MCCC TV Students Win Telly Award
for Mercer St. Friends Video


Nick Donnoli and Sam Kanig, two Dean's List students majoring in Television/Radio, are the recipients of a 2008 Telly Award in the documentary video category. The Telly Awards honor outstanding achievement in local, regional, and cable TV commercials and programs, film and video productions, and groundbreaking web commercials, videos and films. A total of 13,500 entries from all 50 states and around the world were submitted, making this year's competition one of the largest in its 29-year history.

The award comes as no surprise to staff members at Mercer Street Friends (MSF), a Mercer County nonprofit organization that was the subject of the students' 20-minute video for their Applied Field Production class. According to the organization's Executive Director, Dr. Barry Cole, the finished product was "terrific and very professional." Cole says that his organization has found myriad uses for the video since its completion last December - to orient new employees and board and foundation members, to educate potential donors, and even to improve internal communication among the organization's four divisions.

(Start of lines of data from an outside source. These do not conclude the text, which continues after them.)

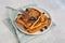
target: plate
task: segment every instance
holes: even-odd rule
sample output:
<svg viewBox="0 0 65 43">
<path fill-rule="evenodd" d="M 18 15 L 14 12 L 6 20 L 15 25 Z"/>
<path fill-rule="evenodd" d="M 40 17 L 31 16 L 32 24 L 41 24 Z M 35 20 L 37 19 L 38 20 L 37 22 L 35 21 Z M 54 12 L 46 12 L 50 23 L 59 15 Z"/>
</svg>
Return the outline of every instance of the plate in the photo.
<svg viewBox="0 0 65 43">
<path fill-rule="evenodd" d="M 25 9 L 27 9 L 27 8 L 35 8 L 35 9 L 37 9 L 38 11 L 40 11 L 41 13 L 44 12 L 46 15 L 47 15 L 49 18 L 51 18 L 50 14 L 49 14 L 46 10 L 43 10 L 43 9 L 41 9 L 41 8 L 38 8 L 38 6 L 25 6 L 25 8 L 20 8 L 20 9 L 8 8 L 8 9 L 9 9 L 9 16 L 10 16 L 10 18 L 11 18 L 11 20 L 12 20 L 12 24 L 13 24 L 13 26 L 15 27 L 15 29 L 18 29 L 21 32 L 24 32 L 24 33 L 26 33 L 26 34 L 42 34 L 42 33 L 49 31 L 49 30 L 51 29 L 50 27 L 52 26 L 52 19 L 51 19 L 51 24 L 50 24 L 50 26 L 48 27 L 48 29 L 43 30 L 42 32 L 41 32 L 41 31 L 37 31 L 37 32 L 35 32 L 35 33 L 29 33 L 29 32 L 25 31 L 22 25 L 18 25 L 18 24 L 15 23 L 15 18 L 17 17 L 17 15 L 18 15 L 18 13 L 20 13 L 20 10 L 25 10 Z M 42 29 L 43 29 L 43 28 L 42 28 Z"/>
<path fill-rule="evenodd" d="M 28 6 L 28 8 L 35 8 L 35 6 Z M 25 9 L 27 9 L 27 8 L 24 8 L 24 9 L 22 9 L 22 10 L 25 10 Z M 50 16 L 50 14 L 46 11 L 46 10 L 43 10 L 43 9 L 40 9 L 40 8 L 35 8 L 35 9 L 37 9 L 38 11 L 40 11 L 41 13 L 46 13 L 46 15 L 49 17 L 49 18 L 51 18 L 51 16 Z M 21 9 L 20 9 L 21 10 Z M 20 13 L 20 12 L 18 12 Z M 18 14 L 17 13 L 17 14 Z M 17 17 L 17 16 L 16 16 Z M 15 17 L 15 18 L 16 18 Z M 15 20 L 15 19 L 14 19 Z M 50 26 L 51 26 L 51 24 L 50 24 L 50 26 L 48 27 L 48 29 L 46 29 L 46 30 L 43 30 L 43 31 L 37 31 L 37 32 L 35 32 L 35 33 L 29 33 L 29 32 L 27 32 L 26 30 L 24 30 L 24 27 L 22 26 L 22 25 L 20 25 L 20 24 L 16 24 L 15 23 L 15 25 L 16 25 L 16 27 L 17 27 L 17 29 L 20 30 L 20 31 L 22 31 L 22 32 L 24 32 L 24 33 L 26 33 L 26 34 L 41 34 L 41 33 L 43 33 L 43 32 L 46 32 L 46 31 L 48 31 L 49 29 L 50 29 Z M 43 28 L 42 28 L 43 29 Z"/>
</svg>

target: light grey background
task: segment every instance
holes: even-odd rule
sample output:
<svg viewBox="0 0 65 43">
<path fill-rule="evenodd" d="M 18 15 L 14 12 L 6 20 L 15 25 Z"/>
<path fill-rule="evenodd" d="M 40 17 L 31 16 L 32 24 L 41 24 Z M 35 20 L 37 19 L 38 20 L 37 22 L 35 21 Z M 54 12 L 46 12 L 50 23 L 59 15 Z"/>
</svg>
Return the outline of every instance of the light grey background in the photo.
<svg viewBox="0 0 65 43">
<path fill-rule="evenodd" d="M 17 43 L 16 38 L 2 22 L 8 17 L 5 6 L 16 9 L 32 3 L 50 13 L 56 27 L 36 39 L 37 41 L 32 40 L 34 42 L 28 43 L 65 43 L 65 0 L 0 0 L 0 43 Z"/>
</svg>

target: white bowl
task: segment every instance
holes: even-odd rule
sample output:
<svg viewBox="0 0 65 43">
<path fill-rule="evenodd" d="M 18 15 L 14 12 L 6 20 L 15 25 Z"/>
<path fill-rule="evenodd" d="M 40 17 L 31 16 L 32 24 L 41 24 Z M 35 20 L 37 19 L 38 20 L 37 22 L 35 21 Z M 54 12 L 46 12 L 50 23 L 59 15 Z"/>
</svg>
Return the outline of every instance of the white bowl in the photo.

MCCC TV/Radio students, front row from left,
Nick Donnoli and Sam Kanig display
their Telly Award. They are pictured with,
back row from left, MCCC Program Coordinator
Barry Levy and Assistant Professor Steve Voorhees,
MSF Communications Director Janina Akins and Executive Director, Dr. Barry Cole.

Janina Akins, MSF's communications director, is equally enthusiastic. After working with the students during the three months of filming, she had no idea what to expect when it came time to screen the video. "We are a difficult organization to define because of the many services we provide. The students did a great job of succinctly dividing up and explaining what we do. I've worked with a lot of professionals in the advertising and public relations business. I can't say enough about how professional these students were - talented, enthusiastic and compliant. They far exceeded our expectations."

MSF serves more than 30,000 needy Mercer County residents each year through its four divisions: Food Bank, Children and Youth Services, Parenting and Adult Services, and Home Health Care. The video captures the essence of the MSF mission through interviews with multiple staff members and footage of them in action. The students used voice-over to relay key facts and provide transitions from one division to the next.

Donnoli and Kanig recall the demands of the project, estimating that they spent at least 120 hours from start to finish. "It was a lot of work, but well worth it," Kanig said. "Mercer Street Friends inspired us." Added Donnoli, "It's great to know they are going to use it to help people." They acknowledge that being recognized with a prestigious award certainly doesn't hurt. Both students plan to transfer to The College of New Jersey after graduating from Mercer in December.

The DVD is being distributed in both full and "mini" sizes. "We keep finding new ways to use it," Cole said. Created without reference to specific dates, the agency expects to be able to utilize the video for years to come.

According to Professor Steve Voorhees, this marks the seventh national award for the TV Program since 2006. Each year, upper level students enrolled in Applied Field Production get a taste of the real world by working on a professional video project for a non-profit, education, or government client. The course prepares students for the demands and deadlines of the industry while operating in a team atmosphere.

Graduates of Mercer's AAS degree program in Radio/Television pursue careers as directors, producers, editors, camera operators, compositors, audio engineers, and writers in the TV and video production industries. They benefit from hands-on training, utilizing cutting-edge technology. Television majors have the opportunity to create television programming that is cablecast throughout Mercer County on MCTV, channel 26.